BBC Philharmonic Orchestra
Jac van Steen conductor

Signum Records SIG 647

A deeply felt affinity with nature proudly sits at the heart of David Matthews’ latest collection of works, a collaboration with the BBC Philharmonic Orchestra and Jac van Steen, under the title A Vision of the Sea.

Included in the collection is the notable Eighth Symphony, Opus 131, commissioned by the BBC Philharmonic and written in 2014.  Perhaps most moving is the Adagio, con molto sentimento – an elegiac movement revealing emotional upheaval, which is dedicated to the memory of fellow Mancunian composer Normal Worrall, who died whilst Matthews was writing this. 

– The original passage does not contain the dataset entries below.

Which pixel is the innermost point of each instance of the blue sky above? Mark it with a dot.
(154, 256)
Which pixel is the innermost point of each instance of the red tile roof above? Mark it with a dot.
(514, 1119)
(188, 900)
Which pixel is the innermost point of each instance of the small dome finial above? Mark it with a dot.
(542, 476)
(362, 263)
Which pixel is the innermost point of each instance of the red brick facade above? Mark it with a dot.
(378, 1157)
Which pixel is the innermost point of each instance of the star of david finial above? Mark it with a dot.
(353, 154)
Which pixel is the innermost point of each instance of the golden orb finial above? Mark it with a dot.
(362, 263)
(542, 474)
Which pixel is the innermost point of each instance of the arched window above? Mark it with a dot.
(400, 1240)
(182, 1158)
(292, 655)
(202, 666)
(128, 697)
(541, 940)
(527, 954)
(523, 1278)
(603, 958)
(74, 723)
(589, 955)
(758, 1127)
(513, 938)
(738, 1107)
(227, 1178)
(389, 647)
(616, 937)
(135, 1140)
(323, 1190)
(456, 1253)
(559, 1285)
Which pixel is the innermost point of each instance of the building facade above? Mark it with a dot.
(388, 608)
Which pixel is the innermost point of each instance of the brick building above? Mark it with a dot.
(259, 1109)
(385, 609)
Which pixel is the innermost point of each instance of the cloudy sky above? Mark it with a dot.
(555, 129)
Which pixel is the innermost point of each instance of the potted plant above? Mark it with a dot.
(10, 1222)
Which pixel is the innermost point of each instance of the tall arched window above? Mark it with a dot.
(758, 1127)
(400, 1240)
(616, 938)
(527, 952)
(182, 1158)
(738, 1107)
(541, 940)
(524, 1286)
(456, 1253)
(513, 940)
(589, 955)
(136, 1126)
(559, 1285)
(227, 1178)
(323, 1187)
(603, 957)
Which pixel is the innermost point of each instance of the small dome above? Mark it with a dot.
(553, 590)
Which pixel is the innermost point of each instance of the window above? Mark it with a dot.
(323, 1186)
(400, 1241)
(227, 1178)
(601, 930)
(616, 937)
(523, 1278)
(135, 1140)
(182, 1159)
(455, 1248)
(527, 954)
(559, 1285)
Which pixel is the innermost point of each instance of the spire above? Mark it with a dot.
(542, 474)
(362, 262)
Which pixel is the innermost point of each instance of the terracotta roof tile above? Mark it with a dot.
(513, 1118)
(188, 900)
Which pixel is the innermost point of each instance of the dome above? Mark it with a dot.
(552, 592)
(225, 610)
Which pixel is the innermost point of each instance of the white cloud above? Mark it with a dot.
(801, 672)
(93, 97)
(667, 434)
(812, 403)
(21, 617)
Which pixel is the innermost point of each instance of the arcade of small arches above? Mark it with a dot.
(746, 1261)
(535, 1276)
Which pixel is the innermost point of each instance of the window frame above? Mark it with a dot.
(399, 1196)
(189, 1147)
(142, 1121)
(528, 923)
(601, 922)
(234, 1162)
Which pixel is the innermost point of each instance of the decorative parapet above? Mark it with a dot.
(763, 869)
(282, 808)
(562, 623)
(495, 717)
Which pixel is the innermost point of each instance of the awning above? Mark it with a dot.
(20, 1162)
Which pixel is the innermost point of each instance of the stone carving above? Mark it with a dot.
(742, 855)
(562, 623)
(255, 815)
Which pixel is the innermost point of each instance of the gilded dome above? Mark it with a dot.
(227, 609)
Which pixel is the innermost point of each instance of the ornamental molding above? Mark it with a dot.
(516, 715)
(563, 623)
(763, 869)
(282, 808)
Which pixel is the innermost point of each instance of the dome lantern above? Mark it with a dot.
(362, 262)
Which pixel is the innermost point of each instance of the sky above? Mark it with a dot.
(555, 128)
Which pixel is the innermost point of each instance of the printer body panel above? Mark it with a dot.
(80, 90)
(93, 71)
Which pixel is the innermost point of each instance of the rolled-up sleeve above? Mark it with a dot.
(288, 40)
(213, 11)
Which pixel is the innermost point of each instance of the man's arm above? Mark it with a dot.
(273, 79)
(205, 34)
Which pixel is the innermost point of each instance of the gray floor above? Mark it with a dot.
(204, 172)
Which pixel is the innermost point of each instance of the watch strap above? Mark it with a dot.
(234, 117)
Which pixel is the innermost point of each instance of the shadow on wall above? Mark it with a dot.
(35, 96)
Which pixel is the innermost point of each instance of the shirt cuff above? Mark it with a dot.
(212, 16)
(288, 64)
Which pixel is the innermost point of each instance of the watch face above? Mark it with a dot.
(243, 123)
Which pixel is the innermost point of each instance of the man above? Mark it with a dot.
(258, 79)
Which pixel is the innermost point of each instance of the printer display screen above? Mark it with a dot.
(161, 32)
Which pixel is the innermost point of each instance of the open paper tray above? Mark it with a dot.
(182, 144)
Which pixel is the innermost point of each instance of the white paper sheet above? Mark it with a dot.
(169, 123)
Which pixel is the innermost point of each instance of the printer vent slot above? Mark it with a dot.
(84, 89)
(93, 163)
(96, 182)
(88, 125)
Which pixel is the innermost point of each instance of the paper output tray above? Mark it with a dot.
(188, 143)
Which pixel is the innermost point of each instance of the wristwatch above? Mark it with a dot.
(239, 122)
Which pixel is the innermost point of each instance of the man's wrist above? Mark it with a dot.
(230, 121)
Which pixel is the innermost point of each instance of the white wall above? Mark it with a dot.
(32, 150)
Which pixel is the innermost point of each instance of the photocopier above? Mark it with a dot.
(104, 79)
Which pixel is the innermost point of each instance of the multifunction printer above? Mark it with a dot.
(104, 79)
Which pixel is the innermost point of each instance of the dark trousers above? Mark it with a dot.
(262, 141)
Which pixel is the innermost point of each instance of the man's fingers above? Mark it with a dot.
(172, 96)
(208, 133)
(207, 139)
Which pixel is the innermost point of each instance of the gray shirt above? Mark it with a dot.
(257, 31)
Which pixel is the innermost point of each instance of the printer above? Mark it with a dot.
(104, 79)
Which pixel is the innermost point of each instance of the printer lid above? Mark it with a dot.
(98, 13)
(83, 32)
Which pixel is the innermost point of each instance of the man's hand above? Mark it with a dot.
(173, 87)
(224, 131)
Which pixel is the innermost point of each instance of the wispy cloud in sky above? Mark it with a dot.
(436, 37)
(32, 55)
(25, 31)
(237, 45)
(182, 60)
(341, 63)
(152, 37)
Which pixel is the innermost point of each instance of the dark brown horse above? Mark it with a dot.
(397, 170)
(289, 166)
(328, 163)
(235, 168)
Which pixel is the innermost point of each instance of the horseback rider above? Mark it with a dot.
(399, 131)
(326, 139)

Intensely expressive phrases open with plaintive and querulous strings and woodwind. Matthews reveals real depth of his feelings in this movement.  The contrast between the second and third movements of the Eighth Symphony is summed up by the composer:

“While I no longer feel the need to defend my use of tonality since it seems obvious now that non-tonal music has not replaced it, perhaps I should say something about my light-hearted Finale, with its use of melodic ideas that some might think naïve. 

“Of course I am aware I am going very much against the zeitgeist, and that most major art today is pessimistic in tone, which given the state of the world is hardly surprising, yet shouldn’t it still be possible to express feelings of delight, love of life, elation? They will inevitably be mingled with other darker moods but if we can’t contrast one with the other, then surely we are not fully human.”

The highlight of this recording is the symphonic poem, ‘A Vision of The Sea’ Opus 125 premiered at the Proms in 2013 by the BBC Philharmonic, originally inspired by the thoughts of Claude Debussy completing the great and popular La Mer. 

A Vision of the Sea was written partly in London, partly in the seaside town of Deal, Kent, where Matthews composes much of his music.  The first section, Poco lento e calmo, opens with a calm sea, and the unmistakable sound of warbling herring gulls, contrasting with the chilling, fraught Lento.

This is indeed music deeply inspired by the sea.  In the words of the composer: “A Vision of the Sea is the third piece I have written influenced by this particular part of the English Channel, the title derives from an unfinished poem by  Shelley which describes a violent storm.  There is no actual storm in my piece, but I liked the title and chose two lines from the poem as an epigraph, ‘Round sea birds and wrecks, paved with Heaven’s azure smile, the wide world of waters is vibrating’”.

The intriguing Toward Sunrise Opus 117, has equal impact, inspired by the sound of the sun as recorded by scientists at Sheffield University.

Also included in this collection is the recently rewritten Sinfonia, Opus 67, dedicated to the composer’s brother, Colin, on his 70th birthday “with love and admiration”.

This release is certainly a worthy acquisition to any serious collection of British music.